My comment was only that you made it seem like it came in later, but it actually predates AD&D, it was just an earlier branch.
So the timeline went 0D&D 3 point, Holmes basic 5 point, 1e AD&D 9 point, B/X Basic 3 point, BECMI Basic 3 point, RC Basic 3 point., 4e 9 point

In my post I was only listing the D&D non-9 point alignment matrix post the 1e AD&D PH, but you are correct there was different alignment matrices in D&D both post and pre 1e AD&D PH.
Let's say that when someone was close to doing something that would have endangered his class, people around the table would remind him of the consequences, which avoided using the coercitive aspects. I think I've had a paladin being punished once and requiring an atonement, but the player was totally OK with that, actually he was the one who suggested it.
So you did see it in play, as a mechanical threat to incentivize against certain player behavior in people playing specific classes.

The threat of mechanical consequences and oversight connected to alignments is different in older editions of D&D than in newer ones.

The older one impacts how players play their characters and which classes they choose to play.
 

I have -always- found Dragonscale Armor kinda disturbing in settings where Dragons are intelligent, and prefer settings with dragon-armor where dragons are basically just animals.

'Cause that's a -person- you're wearing as a skinsuit, Buffalo Bill...
Some of the books suggest that dragons shed their scales, like lizards (the dragonshield kobold mentions that they make a shield out of a "cast-off" dragon's scale), which makes it more palatable.

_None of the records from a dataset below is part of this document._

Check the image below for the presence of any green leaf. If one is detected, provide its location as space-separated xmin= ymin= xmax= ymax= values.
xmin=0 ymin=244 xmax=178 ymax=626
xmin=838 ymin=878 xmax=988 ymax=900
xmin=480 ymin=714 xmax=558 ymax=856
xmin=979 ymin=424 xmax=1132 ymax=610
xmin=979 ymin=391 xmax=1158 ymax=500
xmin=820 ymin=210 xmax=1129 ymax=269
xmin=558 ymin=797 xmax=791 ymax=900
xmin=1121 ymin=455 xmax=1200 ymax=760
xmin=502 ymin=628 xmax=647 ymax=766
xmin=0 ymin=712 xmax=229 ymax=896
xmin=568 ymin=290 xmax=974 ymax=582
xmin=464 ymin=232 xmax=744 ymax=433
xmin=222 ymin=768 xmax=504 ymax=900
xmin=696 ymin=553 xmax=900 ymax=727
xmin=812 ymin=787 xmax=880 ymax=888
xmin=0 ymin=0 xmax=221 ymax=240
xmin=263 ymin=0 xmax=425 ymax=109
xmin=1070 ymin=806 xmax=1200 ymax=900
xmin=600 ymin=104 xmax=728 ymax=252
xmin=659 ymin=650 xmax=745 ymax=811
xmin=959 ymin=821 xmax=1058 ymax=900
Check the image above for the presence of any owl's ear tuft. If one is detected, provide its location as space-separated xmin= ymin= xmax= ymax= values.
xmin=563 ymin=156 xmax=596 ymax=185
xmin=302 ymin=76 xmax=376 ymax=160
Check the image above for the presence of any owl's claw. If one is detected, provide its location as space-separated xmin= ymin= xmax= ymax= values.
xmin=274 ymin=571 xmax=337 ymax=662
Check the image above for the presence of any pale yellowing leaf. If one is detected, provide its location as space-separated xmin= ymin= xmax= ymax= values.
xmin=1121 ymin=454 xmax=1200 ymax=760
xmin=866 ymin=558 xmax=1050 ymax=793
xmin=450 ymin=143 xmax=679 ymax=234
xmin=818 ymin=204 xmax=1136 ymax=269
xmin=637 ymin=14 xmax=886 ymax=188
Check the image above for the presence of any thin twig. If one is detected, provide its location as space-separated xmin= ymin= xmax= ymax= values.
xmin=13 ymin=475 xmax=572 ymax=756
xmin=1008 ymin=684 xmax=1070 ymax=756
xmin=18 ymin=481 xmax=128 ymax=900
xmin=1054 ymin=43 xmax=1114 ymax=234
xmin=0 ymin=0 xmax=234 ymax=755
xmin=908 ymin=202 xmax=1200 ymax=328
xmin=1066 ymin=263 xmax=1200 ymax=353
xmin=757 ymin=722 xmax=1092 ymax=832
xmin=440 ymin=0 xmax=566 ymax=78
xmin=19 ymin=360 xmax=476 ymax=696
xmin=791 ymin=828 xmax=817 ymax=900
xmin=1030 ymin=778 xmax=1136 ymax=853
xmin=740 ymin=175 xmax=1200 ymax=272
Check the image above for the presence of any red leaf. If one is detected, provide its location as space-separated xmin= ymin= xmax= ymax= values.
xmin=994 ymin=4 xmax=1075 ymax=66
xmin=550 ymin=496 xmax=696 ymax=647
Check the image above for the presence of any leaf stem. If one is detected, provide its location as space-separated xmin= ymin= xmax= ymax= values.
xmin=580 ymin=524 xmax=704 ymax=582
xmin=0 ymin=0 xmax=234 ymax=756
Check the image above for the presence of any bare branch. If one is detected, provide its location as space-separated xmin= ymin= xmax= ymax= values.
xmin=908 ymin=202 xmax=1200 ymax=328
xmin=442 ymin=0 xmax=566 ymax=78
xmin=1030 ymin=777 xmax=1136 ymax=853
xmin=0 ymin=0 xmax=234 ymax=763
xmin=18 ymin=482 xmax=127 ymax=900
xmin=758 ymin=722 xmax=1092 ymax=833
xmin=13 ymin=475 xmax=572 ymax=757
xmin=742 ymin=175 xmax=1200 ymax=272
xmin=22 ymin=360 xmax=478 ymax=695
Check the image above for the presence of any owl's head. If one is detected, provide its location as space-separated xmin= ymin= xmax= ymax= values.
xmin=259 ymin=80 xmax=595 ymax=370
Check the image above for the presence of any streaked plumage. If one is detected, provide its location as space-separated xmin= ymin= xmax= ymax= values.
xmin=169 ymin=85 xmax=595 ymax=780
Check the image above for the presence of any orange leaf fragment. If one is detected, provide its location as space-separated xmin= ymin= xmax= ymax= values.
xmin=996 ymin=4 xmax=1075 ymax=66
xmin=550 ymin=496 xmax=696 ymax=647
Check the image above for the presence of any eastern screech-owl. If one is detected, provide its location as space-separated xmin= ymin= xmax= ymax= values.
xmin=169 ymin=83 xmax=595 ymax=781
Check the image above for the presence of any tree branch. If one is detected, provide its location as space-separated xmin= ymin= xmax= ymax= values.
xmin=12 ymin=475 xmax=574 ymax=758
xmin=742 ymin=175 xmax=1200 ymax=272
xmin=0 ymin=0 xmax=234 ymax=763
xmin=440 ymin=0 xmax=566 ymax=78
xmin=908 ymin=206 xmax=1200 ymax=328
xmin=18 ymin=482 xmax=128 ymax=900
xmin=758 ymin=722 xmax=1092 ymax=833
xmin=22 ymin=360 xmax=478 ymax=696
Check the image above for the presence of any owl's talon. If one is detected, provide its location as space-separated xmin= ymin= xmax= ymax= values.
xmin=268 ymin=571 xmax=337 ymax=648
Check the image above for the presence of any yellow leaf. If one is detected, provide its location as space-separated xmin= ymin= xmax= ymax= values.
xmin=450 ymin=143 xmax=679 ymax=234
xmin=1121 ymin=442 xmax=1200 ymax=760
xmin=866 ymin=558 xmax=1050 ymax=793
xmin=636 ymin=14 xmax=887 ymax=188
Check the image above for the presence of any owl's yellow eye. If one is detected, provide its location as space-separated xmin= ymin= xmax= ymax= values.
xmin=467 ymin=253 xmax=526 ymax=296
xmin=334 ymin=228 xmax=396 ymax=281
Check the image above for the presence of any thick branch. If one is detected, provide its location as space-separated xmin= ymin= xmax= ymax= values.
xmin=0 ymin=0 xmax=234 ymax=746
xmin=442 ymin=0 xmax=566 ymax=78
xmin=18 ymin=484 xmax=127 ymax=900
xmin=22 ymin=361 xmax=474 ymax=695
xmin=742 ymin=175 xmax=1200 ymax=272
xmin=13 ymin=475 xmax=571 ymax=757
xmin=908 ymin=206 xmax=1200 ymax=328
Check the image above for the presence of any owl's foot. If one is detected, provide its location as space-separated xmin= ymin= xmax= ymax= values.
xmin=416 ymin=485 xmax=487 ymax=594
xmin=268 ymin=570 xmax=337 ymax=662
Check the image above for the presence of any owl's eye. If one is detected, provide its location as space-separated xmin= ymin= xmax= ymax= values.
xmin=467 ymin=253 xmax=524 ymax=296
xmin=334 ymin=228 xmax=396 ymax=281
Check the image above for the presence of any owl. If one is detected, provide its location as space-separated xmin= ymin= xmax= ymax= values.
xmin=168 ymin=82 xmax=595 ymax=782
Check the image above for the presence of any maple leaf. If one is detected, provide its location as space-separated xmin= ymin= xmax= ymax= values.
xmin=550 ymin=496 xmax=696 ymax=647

I like to imagine that some dragons are making a mint selling their dandruff.
 

Going back to he central gist of this thread, I feel the need to point out that most mortal creatures are listed as merely "often" or "usually" their standard alignment. "Always" an alignment is generally reserved for Outsiders and other supernatural beings (edit: and in the case of many outsiders it's not a case of either biological or cultural imperative, but because they are transformed beings and people like that are what becomes that kind of outsider. They're not chaotic evil because they're a demon, thay're a demon because they're chaotic evil (with the exception of obryiths and spontaneously generated demons))
I think you are thinking of 3e. In the 5e Monster Manual both devils and kobolds are just listed as lawful evil.

And more recently in my 5e Van Richten's I don't see alignment listed in the monster entries.